Le jeu du train - 1er compartiment
1er Compartiment
Le train serpente à travers la campagne, glissant silencieusement sur ses rails comme un géant paisible qui ignore les tumultes humains à bord. À l'intérieur, Claire et Émilie se trouvent côte à côte dans cet espace confiné, mais familier. Les sièges en velours bleu, usé par les trajets incessants, ont vu défiler leurs rires et leurs confidences au fil des mois, transformant ce train en une extension de leur propre salon. Claire, les cheveux châtains tombant en cascade autour de son visage, observe distraitement les champs verdoyants qui s’étirent à l’infini. À ses côtés, Émilie, dont les yeux clairs reflètent une vive intelligence, feuillette machinalement un magazine qu'elle n’a pas vraiment l’intention de lire. Elles ont pris l'habitude de ces trajets ensemble pour se rendre au travail. Chaque voyage est une occasion de discuter des aléas de leur vie personnelle ou professionnelle, ou simplement de se retrouver après des journées chargées.
Ce jour-là, le trajet est particulièrement monotone. Claire, la mine renfrognée, est visiblement fatiguée. Son esprit ne pense qu'à une chose : retrouver son canapé et se perdre dans un marathon de séries. À côté d’elle, Émilie, plus enjouée, finit par poser son magazine, incapable de se concentrer. Son regard vagabonde sur les passagers, cherchant un quelconque divertissement.
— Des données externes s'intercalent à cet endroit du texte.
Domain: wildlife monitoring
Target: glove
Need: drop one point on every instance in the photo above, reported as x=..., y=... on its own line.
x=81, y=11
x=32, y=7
Elle observe attentivement les voyageurs, absorbés par leur téléphone ou plongés dans leurs pensées. Soudain, il lui vient une idée, une idée parfaite pour réveiller son amie.
— Claire ! Et si on se lançait des défis pendant le trajet ? Propose Émilie avec un sourire malicieux illuminant son visage.
— Quel genre de défis ?
— Je ne sais pas encore, on verra bien ! Tu fais la tête depuis que le train est parti, et moi je m’ennuie à mourir. Je sens qu’on va bien s’amuser, dis oui… s’il te plaît…
— Bon, d’accord, on joue ! lance Claire, sa curiosité piquée.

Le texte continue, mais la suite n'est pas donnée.